The Nationality and Borders Bill, passed in the House of Commons, enables the government to withdraw citizenship to a person without informing him or her. The six million minorities living in Britain, and majority of whom hold dual passports, fear that they would become more vulnerable, and they will become victims of discrimination in a legal manner. The government earlier had the power to withdraw nationality but after notifying the affected person.

It would seem that the Conservative government of Prime Minister Boris Johnson is keen to move away from the liberal policy that Britain had adopted since the end of Second World, slowly turning the country into a multi-ethnic, multi-lingual and multi-religious society. Of course, the situation was never as rosy as it was in principle. There was snobbery and plain racism at work in the real world, but it was possible to protest in the name of British law and jurisprudence.

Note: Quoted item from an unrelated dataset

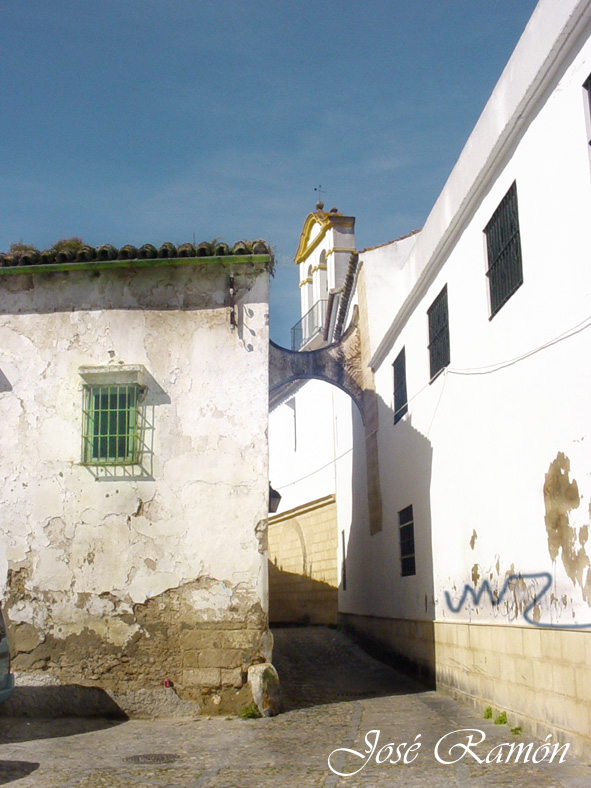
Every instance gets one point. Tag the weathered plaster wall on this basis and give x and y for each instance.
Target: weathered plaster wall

The government is likely to argue that the law was not intended against law-abiding citizens but against those who break the law and spread discontent. The argument, however, does not hold good because a white Briton in the country and who does not hold dual passports cannot be pushed out with the help of this law.  It means that there is a subtle, and perhaps not-so-subtle differentiating line between the native-born and the naturalised citizen on the one hand, and persons who belong to other ethnic and religious groups. Up till now, Muslims of different nationalities but living in Britain as citizens, were identified as Britons. It did not matter whether they were Somalians or Arabs or South Asians. This was especially so with many Britain-born Muslims who went off to join the Daesh in Syria, and many of whom came back after disillusionment set in. And Britain accepted them because they were British citizens and they cannot be discriminated against. The new law gives the government the power to repatriate British citizens of other nationalities and brings back racism through the front door as it were.

It can also be said that the new law also comes in the wake of Britain’s exit from the European Union (EU), where it would not have to accept people of other nationalities under a common citizenship law. The law is also a reassertion that Britain is a nation on its own, and that it is not obliged to create a comity of nationalities inside its borders. Whatever the scope of the Nationality and Borders Bill, which will now go to the House of Lord’s, where it is likely to be passed as well, it declares loudly and clearly that the old World War One notion of a nation is making a comeback in Britain even as many of the Western European countries are trying to move away from the narrow confines of nationality and nationalism. It must, however, be noted that former communist bloc countries of eastern Europe like Poland and Hungary are asserting the old nationalisms in the face of the trans-nationalism of the EU.

But the new law poses an existential threat to many minorities living in Britain for generations. Many of them might hold the passport of the mother-countries more than half-a-century ago and who belong to the adopted country much more than to the mother-country. The threat that the Nationality and Borders Bill poses is that of pushing them back to a country where they have ceased to belong, and they are being pushed out of a country to which they belong in more than the legal sense.

It would be naive to believe that history progresses onward and there is no sliding back into a past which is not a comfortable zone to most people despite the bouts of nostalgia they experience. But it is a problem for Britain as well. If the migrants of the past century were to migrate out of Britain, then Britain would not only a deserted place but also a desolate one. When Britain threw open its doors to migrants, it did so out of sheer self-interest as much as a catholicity of spirit.